What happened before the error:
I've been trying to diagnose a restart issue that only happens when playing Skyrim (modded).
Restarts happened before, but this is the first time i saw this error upon booting:
❯ journalctl -p 3 -b lip 04 04:55:02 cachyos kernel: [Hardware Error]: System Fatal error. lip 04 04:55:02 cachyos kernel: [Hardware Error]: CPU:14 (19:21:2) MC5_STATUS[-|UE|MiscV|AddrV|PCC|TCC|SyndV|-|-|-]: 0xbea0000001000108 lip 04 04:55:02 cachyos kernel: [Hardware Error]: Error Addr: 0x00006ffffaf0ffd7 lip 04 04:55:02 cachyos kernel: [Hardware Error]: IPID: 0x000500b000000000, Syndrome: 0x000000004d000000 lip 04 04:55:02 cachyos kernel: [Hardware Error]: Execution Unit Ext.
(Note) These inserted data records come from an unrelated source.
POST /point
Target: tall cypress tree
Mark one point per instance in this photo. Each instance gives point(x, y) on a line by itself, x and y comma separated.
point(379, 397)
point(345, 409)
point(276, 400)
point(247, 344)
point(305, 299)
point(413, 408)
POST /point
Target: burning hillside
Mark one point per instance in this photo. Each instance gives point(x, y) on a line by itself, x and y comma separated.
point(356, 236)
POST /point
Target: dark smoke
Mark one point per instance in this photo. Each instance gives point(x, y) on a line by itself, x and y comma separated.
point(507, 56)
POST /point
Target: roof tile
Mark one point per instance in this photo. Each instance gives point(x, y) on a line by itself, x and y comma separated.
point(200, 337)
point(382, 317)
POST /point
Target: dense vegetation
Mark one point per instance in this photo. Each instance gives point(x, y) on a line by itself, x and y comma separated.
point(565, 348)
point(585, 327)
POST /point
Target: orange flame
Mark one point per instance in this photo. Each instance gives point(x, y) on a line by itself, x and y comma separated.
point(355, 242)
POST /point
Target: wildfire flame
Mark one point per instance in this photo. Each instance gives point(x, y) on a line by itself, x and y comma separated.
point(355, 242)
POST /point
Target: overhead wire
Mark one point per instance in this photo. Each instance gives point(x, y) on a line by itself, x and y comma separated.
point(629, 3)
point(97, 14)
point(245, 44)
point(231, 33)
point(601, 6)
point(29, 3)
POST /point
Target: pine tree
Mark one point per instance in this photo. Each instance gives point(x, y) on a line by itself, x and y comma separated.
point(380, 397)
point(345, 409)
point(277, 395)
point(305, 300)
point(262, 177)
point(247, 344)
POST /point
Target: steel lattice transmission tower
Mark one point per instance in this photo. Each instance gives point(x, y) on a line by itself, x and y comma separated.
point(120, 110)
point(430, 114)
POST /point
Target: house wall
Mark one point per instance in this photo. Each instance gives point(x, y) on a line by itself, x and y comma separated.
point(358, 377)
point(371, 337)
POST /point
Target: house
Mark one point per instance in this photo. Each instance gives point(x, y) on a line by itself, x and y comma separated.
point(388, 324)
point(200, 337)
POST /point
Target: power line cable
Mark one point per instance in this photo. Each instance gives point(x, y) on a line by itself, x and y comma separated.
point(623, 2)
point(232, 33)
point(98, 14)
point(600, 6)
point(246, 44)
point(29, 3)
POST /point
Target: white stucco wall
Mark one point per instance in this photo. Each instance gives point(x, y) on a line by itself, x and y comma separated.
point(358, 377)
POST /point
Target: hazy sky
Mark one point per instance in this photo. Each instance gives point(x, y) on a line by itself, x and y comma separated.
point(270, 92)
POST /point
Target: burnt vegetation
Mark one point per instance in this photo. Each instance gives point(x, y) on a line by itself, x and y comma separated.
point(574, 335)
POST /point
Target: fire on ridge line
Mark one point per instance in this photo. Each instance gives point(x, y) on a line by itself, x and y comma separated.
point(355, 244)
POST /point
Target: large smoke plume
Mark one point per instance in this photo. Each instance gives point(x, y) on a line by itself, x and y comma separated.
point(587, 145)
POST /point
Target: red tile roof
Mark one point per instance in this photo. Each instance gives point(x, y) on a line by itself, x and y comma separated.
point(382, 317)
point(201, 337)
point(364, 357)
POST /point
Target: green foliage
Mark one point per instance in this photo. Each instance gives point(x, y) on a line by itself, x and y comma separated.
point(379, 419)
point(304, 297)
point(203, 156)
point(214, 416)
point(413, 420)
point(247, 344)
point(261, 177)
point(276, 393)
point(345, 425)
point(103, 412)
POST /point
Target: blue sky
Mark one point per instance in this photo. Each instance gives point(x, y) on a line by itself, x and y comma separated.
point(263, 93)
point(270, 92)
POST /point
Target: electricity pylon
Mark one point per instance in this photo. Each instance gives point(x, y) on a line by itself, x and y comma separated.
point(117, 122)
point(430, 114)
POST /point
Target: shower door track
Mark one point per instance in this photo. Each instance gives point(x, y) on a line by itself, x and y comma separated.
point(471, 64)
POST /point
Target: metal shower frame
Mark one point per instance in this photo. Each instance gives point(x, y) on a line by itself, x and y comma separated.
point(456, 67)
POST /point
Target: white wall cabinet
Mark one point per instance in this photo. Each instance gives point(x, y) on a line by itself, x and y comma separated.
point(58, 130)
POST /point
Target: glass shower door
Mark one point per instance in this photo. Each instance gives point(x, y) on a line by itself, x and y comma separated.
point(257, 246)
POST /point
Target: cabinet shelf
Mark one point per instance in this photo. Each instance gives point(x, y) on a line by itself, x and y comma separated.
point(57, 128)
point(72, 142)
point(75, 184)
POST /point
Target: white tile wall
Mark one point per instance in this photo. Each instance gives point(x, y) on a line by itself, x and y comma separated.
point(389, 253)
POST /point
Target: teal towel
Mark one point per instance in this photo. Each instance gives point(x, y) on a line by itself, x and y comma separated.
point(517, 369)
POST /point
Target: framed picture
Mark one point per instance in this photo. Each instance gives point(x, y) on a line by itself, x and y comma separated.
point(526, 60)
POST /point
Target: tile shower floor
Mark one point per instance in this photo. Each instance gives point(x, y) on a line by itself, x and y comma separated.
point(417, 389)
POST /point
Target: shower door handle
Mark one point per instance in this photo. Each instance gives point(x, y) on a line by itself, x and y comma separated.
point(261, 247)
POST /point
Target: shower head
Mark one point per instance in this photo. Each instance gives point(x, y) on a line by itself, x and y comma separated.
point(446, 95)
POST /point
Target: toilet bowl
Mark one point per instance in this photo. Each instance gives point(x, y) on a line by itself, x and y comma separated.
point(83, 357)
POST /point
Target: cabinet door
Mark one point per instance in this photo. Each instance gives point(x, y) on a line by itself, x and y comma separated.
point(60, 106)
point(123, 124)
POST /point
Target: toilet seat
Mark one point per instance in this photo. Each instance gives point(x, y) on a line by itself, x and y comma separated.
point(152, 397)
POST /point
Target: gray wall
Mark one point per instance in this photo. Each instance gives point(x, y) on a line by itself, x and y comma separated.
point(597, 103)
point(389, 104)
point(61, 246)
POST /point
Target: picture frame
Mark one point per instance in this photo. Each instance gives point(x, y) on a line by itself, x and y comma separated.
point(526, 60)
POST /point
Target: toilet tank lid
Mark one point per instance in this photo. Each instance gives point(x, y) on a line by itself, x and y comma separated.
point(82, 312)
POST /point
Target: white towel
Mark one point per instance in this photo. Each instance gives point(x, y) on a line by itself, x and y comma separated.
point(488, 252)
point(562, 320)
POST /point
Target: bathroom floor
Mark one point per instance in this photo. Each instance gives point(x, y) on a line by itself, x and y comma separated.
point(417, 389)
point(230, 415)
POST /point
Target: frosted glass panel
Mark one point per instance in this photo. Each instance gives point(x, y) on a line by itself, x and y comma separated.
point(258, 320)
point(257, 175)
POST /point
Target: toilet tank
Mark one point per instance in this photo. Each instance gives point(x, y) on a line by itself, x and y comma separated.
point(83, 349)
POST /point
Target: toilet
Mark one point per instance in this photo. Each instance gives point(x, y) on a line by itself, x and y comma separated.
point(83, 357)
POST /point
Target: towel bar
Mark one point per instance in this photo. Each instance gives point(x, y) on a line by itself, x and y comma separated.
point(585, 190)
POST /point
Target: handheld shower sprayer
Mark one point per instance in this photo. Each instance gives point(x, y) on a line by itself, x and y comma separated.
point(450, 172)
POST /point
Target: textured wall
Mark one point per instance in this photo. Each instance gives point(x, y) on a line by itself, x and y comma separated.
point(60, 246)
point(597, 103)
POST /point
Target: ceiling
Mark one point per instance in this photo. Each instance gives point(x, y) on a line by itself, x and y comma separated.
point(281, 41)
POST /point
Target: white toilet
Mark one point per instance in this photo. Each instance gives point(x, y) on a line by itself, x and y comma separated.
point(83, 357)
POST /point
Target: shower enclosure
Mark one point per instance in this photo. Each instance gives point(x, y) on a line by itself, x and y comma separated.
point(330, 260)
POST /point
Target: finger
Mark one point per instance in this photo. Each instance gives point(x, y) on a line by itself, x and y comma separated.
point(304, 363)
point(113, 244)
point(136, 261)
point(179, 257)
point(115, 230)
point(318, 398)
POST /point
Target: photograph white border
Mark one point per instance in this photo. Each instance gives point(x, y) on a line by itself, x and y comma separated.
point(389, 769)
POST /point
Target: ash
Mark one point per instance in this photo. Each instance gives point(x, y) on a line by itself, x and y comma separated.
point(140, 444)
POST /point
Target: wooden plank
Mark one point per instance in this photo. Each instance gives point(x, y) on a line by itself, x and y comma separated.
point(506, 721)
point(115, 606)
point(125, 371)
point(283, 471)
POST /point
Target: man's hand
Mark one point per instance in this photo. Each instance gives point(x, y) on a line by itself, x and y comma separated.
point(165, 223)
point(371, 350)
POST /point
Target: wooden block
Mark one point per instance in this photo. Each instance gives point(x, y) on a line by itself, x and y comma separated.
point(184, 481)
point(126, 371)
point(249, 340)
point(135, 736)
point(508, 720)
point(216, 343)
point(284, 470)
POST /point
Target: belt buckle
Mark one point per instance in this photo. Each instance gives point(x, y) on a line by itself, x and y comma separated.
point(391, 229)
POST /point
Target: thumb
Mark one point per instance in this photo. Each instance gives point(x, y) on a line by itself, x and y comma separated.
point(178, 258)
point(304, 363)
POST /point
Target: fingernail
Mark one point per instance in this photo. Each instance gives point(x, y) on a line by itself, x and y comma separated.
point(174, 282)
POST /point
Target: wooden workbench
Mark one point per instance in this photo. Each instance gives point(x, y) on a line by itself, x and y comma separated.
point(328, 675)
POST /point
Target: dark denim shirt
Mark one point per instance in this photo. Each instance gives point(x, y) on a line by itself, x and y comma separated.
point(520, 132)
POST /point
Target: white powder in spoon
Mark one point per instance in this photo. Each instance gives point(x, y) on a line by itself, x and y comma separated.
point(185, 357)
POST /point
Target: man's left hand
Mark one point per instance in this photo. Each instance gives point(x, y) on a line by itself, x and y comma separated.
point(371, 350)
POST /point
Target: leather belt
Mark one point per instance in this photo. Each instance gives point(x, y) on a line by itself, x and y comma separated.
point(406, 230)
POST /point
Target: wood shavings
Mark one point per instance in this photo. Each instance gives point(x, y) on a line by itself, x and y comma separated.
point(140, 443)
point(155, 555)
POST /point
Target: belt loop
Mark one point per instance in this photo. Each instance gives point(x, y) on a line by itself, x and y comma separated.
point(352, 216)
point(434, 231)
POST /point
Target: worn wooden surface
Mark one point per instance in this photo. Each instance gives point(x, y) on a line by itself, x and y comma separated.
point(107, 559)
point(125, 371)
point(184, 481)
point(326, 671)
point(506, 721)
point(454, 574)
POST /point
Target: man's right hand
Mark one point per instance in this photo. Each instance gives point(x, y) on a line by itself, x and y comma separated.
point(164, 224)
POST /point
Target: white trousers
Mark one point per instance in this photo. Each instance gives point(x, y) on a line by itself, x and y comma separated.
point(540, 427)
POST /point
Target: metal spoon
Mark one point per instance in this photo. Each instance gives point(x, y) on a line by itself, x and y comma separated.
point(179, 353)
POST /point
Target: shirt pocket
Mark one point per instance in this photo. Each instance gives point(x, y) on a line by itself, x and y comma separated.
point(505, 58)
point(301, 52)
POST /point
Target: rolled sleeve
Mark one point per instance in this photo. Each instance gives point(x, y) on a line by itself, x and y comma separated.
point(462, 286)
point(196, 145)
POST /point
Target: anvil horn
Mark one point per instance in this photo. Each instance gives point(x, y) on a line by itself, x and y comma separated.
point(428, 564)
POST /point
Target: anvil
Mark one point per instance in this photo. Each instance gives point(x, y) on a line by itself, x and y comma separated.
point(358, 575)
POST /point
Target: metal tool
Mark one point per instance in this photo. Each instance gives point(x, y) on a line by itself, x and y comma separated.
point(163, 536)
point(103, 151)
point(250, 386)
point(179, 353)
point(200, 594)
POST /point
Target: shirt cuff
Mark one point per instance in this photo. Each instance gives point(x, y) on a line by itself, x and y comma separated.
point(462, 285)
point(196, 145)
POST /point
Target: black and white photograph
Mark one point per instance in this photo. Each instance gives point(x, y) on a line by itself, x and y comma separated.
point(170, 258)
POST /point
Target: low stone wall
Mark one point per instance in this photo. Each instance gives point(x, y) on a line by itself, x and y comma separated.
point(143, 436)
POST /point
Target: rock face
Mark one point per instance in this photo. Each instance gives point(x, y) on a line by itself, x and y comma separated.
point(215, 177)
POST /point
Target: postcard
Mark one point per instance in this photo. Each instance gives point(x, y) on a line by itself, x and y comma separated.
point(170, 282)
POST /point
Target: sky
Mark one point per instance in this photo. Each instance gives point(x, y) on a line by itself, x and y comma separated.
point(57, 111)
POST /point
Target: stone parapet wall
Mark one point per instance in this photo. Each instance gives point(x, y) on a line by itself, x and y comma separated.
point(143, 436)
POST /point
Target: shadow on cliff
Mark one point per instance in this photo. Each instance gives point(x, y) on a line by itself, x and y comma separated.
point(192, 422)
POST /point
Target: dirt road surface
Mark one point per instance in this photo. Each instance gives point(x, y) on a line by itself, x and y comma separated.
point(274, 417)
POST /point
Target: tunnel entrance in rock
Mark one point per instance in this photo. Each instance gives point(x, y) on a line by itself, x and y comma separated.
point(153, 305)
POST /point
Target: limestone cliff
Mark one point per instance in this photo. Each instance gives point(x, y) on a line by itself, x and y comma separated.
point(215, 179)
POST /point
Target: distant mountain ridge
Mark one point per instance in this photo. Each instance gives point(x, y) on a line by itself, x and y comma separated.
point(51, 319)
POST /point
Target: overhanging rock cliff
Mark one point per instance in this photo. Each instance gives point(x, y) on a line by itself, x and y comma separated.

Error Code: 0 lip 04 04:55:02 cachyos kernel: [Hardware Error]: cache level: RESV, tx: GEN, mem-tx: GEN lip 04 04:55:02 cachyos kernel: amdgpu: Overdrive is enabled, please disable it before reporting any bugs unrelated to overdrive. lip 04 04:55:03 cachyos kernel: Bluetooth: hci0: No support for _PRR ACPI method
The only thing different now and before is that i have a new CPU. And it only happened after the restart, those errors. I rebooted again myself, and there was no error anymore.
Wat does this mean?
For reference, this is the boot before (the one that forced a restart):
❯ journalctl -p 3 -b -1
lip 04 02:36:48 cachyos kernel: amdgpu: Overdrive is enabled, please disable it before reporting any bugs unrelated to overdrive.
lip 04 02:36:48 cachyos kernel: Bluetooth: hci0: No support for _PRR ACPI method
lip 04 02:36:48 cachyos kernel: Bluetooth: hci0: FW download error recovery failed (-19)
lip 04 02:36:48 cachyos kernel: Bluetooth: hci0: sending frame failed (-19)
lip 04 02:36:48 cachyos kernel: Bluetooth: hci0: Failed to read MSFT supported features (-19)
lip 04 02:36:49 cachyos kernel: Bluetooth: hci0: No support for _PRR ACPI method
lip 04 02:39:17 cachyos plasmashell[1247]: qt.network.http2.connection: [0x7075f404e5f0] Connection error: HPACK decompression failed (9)
lip 04 02:48:03 cachyos kernel: playstation 0005:054C:0CE6.000E: DualSense input CRC's check failed
lip 04 02:59:11 cachyos kernel: playstation 0005:054C:0CE6.000E: DualSense input CRC's check failed
lip 04 03:01:59 cachyos kernel: playstation 0005:054C:0CE6.000E: DualSense input CRC's check failed
lip 04 03:03:31 cachyos kernel: playstation 0005:054C:0CE6.000E: DualSense input CRC's check failed
lip 04 03:06:16 cachyos kernel: playstation 0005:054C:0CE6.000E: DualSense input CRC's check failed
lip 04 03:08:25 cachyos kernel: playstation 0005:054C:0CE6.000E: DualSense input CRC's check failed
lip 04 03:08:33 cachyos kernel: playstation 0005:054C:0CE6.000E: DualSense input CRC's check failed
lip 04 03:08:59 cachyos kernel: playstation 0005:054C:0CE6.000E: DualSense input CRC's check failed
lip 04 03:21:29 cachyos kernel: playstation 0005:054C:0CE6.000E: DualSense input CRC's check failed
lip 04 04:29:38 cachyos systemd-coredump[25951]: [🡕] Process 25946 (sed) of user 1000 dumped core.
Stack trace of thread 25946:
#0 0x000070009ca00d2b n/a (/usr/lib/ld-linux-x86-64.so.2 + 0x26d2b)
#1 0x000070009c9fae23 n/a (/usr/lib/ld-linux-x86-64.so.2 + 0x20e23)
#2 0x000070009c9fc6d2 n/a (/usr/lib/ld-linux-x86-64.so.2 + 0x226d2)
#3 0x000070009c9fb488 n/a (/usr/lib/ld-linux-x86-64.so.2 + 0x21488)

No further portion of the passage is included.